Helmut Lachenmann s'était déjà confronté à cette histoire douloureuse avec La fille aux allumettes, autour de textes de Gudrun Ensslin. L'Opéra de Stuttgart, plutôt que de monter ce chef-d'œuvre fondateur, choisit de créer un nouvel opéra autour, si on a bien compris, des résonances contemporaines de cette histoire. Un nouvel opéra, oui, mais de qui ? Le problème de la soirée commence là : les compositeurs Vivan et Ketan Bhatti ne font que livrer une bande-son, et le livret est l'œuvre de Markus Winter « d'après une histoire de Markus Winter et Martin G. Berger », ce dernier étant le metteur en scène de cette création.
La mise en scène ne donne pas plus de structure à la soirée que le livret lui-même, à force de grands effets de fumigènes, de vidéos, de changements de décor sans justification. La musique des frères Bhatti est éclectique et banale – leur champ d'activité habituel est le théâtre parlé, parfois le cinéma, et si elle n'est pas désagréable à écouter, elle est faite pour rester au second plan, ce qui n'est pas sans perturber le critique d'opéra qui s'obstine à y chercher plus qu'elle ne peut offrir.

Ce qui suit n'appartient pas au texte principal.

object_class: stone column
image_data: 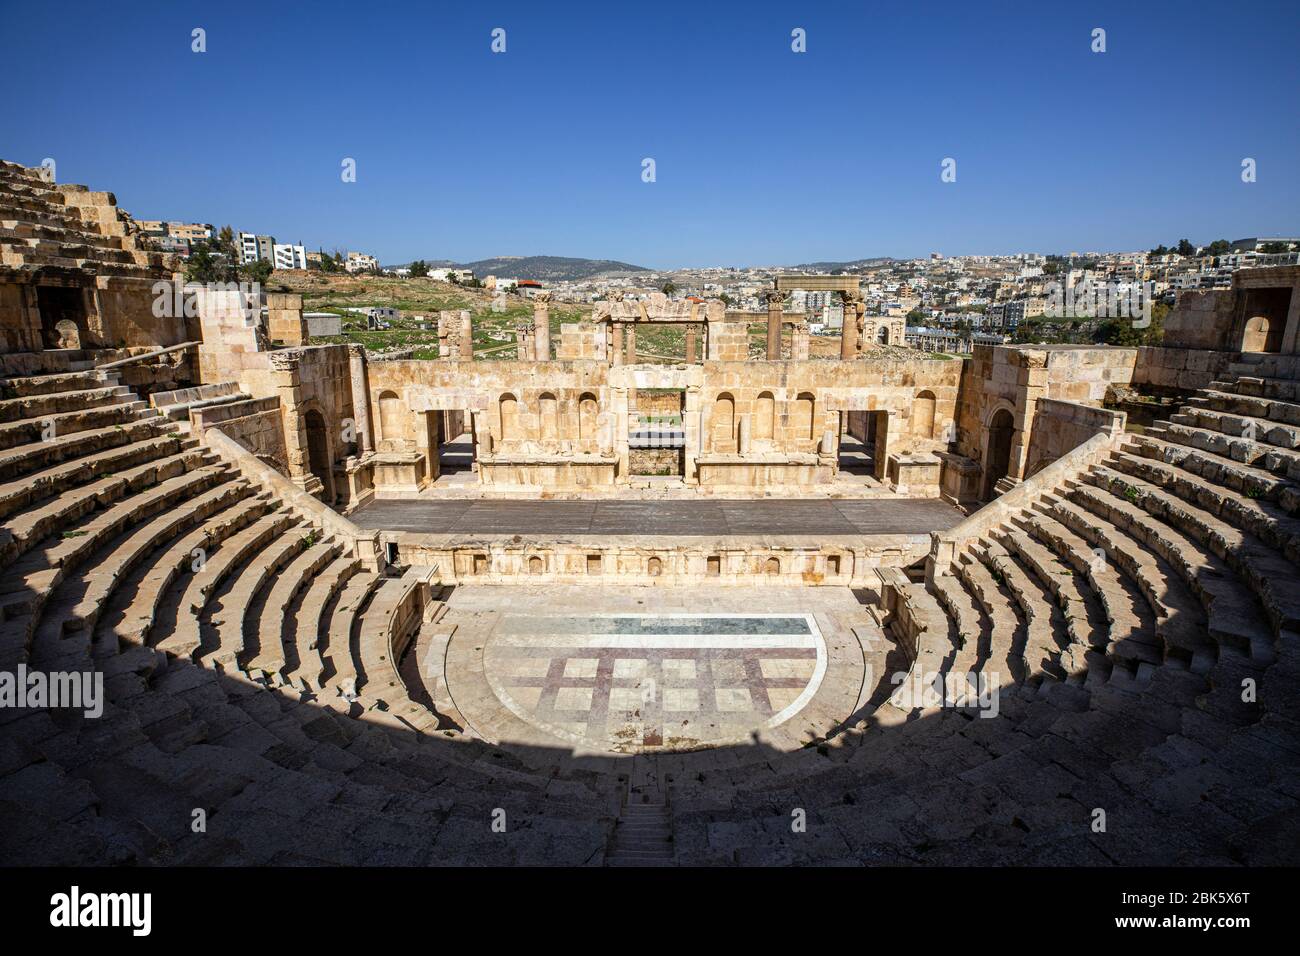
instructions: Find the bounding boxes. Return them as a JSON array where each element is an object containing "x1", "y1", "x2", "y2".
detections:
[
  {"x1": 765, "y1": 290, "x2": 784, "y2": 360},
  {"x1": 625, "y1": 325, "x2": 637, "y2": 364},
  {"x1": 841, "y1": 295, "x2": 862, "y2": 359},
  {"x1": 738, "y1": 414, "x2": 752, "y2": 455},
  {"x1": 516, "y1": 322, "x2": 534, "y2": 360},
  {"x1": 459, "y1": 310, "x2": 473, "y2": 361},
  {"x1": 532, "y1": 292, "x2": 551, "y2": 360},
  {"x1": 792, "y1": 321, "x2": 810, "y2": 360},
  {"x1": 347, "y1": 344, "x2": 374, "y2": 455},
  {"x1": 685, "y1": 324, "x2": 698, "y2": 364},
  {"x1": 609, "y1": 323, "x2": 623, "y2": 365}
]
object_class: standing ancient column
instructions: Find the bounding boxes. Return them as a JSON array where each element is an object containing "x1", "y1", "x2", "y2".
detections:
[
  {"x1": 625, "y1": 324, "x2": 637, "y2": 364},
  {"x1": 609, "y1": 323, "x2": 623, "y2": 365},
  {"x1": 532, "y1": 291, "x2": 551, "y2": 360},
  {"x1": 684, "y1": 324, "x2": 698, "y2": 364},
  {"x1": 458, "y1": 310, "x2": 473, "y2": 361},
  {"x1": 765, "y1": 290, "x2": 784, "y2": 360},
  {"x1": 347, "y1": 344, "x2": 374, "y2": 455},
  {"x1": 840, "y1": 294, "x2": 861, "y2": 359}
]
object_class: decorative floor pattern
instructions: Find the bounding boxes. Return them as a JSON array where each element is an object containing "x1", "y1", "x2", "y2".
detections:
[{"x1": 484, "y1": 614, "x2": 828, "y2": 752}]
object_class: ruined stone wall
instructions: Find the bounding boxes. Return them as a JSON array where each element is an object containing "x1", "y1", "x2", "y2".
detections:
[
  {"x1": 1163, "y1": 289, "x2": 1238, "y2": 351},
  {"x1": 1133, "y1": 345, "x2": 1239, "y2": 392},
  {"x1": 954, "y1": 345, "x2": 1135, "y2": 495},
  {"x1": 1023, "y1": 397, "x2": 1126, "y2": 478},
  {"x1": 397, "y1": 532, "x2": 929, "y2": 587},
  {"x1": 556, "y1": 323, "x2": 606, "y2": 360},
  {"x1": 364, "y1": 355, "x2": 962, "y2": 491},
  {"x1": 192, "y1": 398, "x2": 287, "y2": 473}
]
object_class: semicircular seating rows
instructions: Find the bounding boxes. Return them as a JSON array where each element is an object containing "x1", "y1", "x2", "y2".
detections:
[{"x1": 0, "y1": 363, "x2": 1297, "y2": 865}]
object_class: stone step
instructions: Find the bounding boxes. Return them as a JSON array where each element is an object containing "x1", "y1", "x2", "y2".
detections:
[
  {"x1": 955, "y1": 548, "x2": 1026, "y2": 682},
  {"x1": 1072, "y1": 472, "x2": 1275, "y2": 661},
  {"x1": 1035, "y1": 494, "x2": 1215, "y2": 673},
  {"x1": 0, "y1": 432, "x2": 182, "y2": 522},
  {"x1": 1098, "y1": 456, "x2": 1300, "y2": 637},
  {"x1": 30, "y1": 477, "x2": 254, "y2": 654},
  {"x1": 0, "y1": 370, "x2": 111, "y2": 398},
  {"x1": 94, "y1": 492, "x2": 274, "y2": 650},
  {"x1": 0, "y1": 399, "x2": 149, "y2": 452},
  {"x1": 242, "y1": 537, "x2": 344, "y2": 679},
  {"x1": 0, "y1": 384, "x2": 132, "y2": 424},
  {"x1": 320, "y1": 572, "x2": 383, "y2": 701},
  {"x1": 0, "y1": 446, "x2": 209, "y2": 568},
  {"x1": 969, "y1": 541, "x2": 1067, "y2": 683},
  {"x1": 200, "y1": 523, "x2": 311, "y2": 671},
  {"x1": 0, "y1": 417, "x2": 168, "y2": 484},
  {"x1": 286, "y1": 554, "x2": 362, "y2": 691},
  {"x1": 1147, "y1": 419, "x2": 1300, "y2": 485},
  {"x1": 1014, "y1": 509, "x2": 1160, "y2": 670},
  {"x1": 154, "y1": 510, "x2": 296, "y2": 660},
  {"x1": 988, "y1": 524, "x2": 1102, "y2": 681}
]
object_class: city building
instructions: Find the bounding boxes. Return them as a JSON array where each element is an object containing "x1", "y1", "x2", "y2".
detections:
[{"x1": 273, "y1": 243, "x2": 307, "y2": 271}]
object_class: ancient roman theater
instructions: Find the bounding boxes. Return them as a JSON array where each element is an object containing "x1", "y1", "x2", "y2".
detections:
[{"x1": 1, "y1": 157, "x2": 1297, "y2": 866}]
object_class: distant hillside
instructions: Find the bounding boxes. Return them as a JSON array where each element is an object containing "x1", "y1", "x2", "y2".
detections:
[
  {"x1": 791, "y1": 257, "x2": 896, "y2": 272},
  {"x1": 393, "y1": 255, "x2": 651, "y2": 281}
]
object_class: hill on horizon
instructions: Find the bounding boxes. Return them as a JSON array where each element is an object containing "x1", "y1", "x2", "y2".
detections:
[{"x1": 392, "y1": 255, "x2": 651, "y2": 281}]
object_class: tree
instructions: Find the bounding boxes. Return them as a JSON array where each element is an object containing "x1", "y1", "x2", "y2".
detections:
[
  {"x1": 1203, "y1": 239, "x2": 1231, "y2": 257},
  {"x1": 661, "y1": 281, "x2": 677, "y2": 296},
  {"x1": 1149, "y1": 244, "x2": 1169, "y2": 257},
  {"x1": 1176, "y1": 239, "x2": 1196, "y2": 257},
  {"x1": 184, "y1": 240, "x2": 236, "y2": 284},
  {"x1": 409, "y1": 260, "x2": 429, "y2": 277},
  {"x1": 240, "y1": 258, "x2": 273, "y2": 286},
  {"x1": 1260, "y1": 241, "x2": 1288, "y2": 254}
]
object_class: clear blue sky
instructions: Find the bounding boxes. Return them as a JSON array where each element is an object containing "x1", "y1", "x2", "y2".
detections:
[{"x1": 3, "y1": 0, "x2": 1297, "y2": 268}]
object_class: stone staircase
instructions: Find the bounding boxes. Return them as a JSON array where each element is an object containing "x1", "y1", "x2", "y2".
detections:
[
  {"x1": 0, "y1": 160, "x2": 170, "y2": 279},
  {"x1": 605, "y1": 758, "x2": 674, "y2": 866}
]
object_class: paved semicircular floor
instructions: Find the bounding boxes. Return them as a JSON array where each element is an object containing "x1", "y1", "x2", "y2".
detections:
[{"x1": 437, "y1": 585, "x2": 876, "y2": 756}]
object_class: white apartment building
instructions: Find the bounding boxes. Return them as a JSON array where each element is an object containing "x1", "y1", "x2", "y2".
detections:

Mais le problème de cette pièce, c'est le livret : le texte est verbeux, interminable, et sans aucune ligne directrice. Markus Winter est connu (paraît-il) comme rappeur sous le nom de Maeckes, et sans doute est-il pour quelque chose dans la genèse du projet, auquel il participe aussi comme interprète. Sa présence sur scène s'avère du reste anecdotique – trois courtes scènes parlées, en rythme certes, mais à la portée du premier acteur venu, pour un personnage à la Elon Musk chargé de montrer que le capitalisme récupère tout, même la révolte.
La Baleine rouge, c'est le personnage interprété par Madina Frey, qui, outre cette identité cétacée, est aussi la lycéenne Isi, l'orque Gladis et la terroriste Ulrike Meinhof, ce qui est un peu beaucoup pour une seule interprète. On ne comprend pas bien ce qui unit les différentes facettes du personnage, à part une forme de révolte, et la navigation que la partition lui impose entre opéra et comédie musicale n'est pas très plaisante. Elle rencontre deux autres personnages, Ge et Abad (jeu sur les noms de Gudrun Ensslin et Andreas Baader), interprétés quant à eux par deux chanteurs de la troupe de l'Opéra de Stuttgart, Josefin Feiler et Matthias Klink, deux musiciens très respectables, mais qui n'ont pas grand-chose à chanter ni à incarner. Le sujet annoncé était passionnant, et indispensable pour aujourd'hui, où la colère monte de façon si saisissante dans tous les coins de la société : on pouvait difficilement imaginer que le spectacle en résultant passerait à ce point à côté des enjeux.
Le public de la première, paraît-il, a fêté la création avec des standing ovations ; pour cette deuxième représentation, avec de nombreuses places vides, il aura fallu se contenter d'applaudissements brefs et tout juste polis, l'orchestre étant, étrangement, le seul à recevoir quelques bravos. Même si la présence des proches des créateurs peut mettre de l'ambiance à la première, le contraste entre ces deux réceptions si opposées est pour le moins étrange. Le remplissage des représentations restantes confirme en tout cas le manque d'enthousiasme patent : le bouche à oreille n'est visiblement pas favorable à ce spectacle. La direction de l'Opéra de Stuttgart semble persuadée que faire pénétrer la pop, le rap et autres genres similaires est une voie d'avenir pour l'opéra, mais qui viendra à l'opéra pour voir ce qui nous envahit d'ores et déjà de toute part ? L'avenir de l'opéra n'est décidément pas dans cette solution de facilité, d'autant plus regrettable que partout ailleurs l'opéra d'aujourd'hui, sans concessions rétrogrades, se porte mieux que jamais.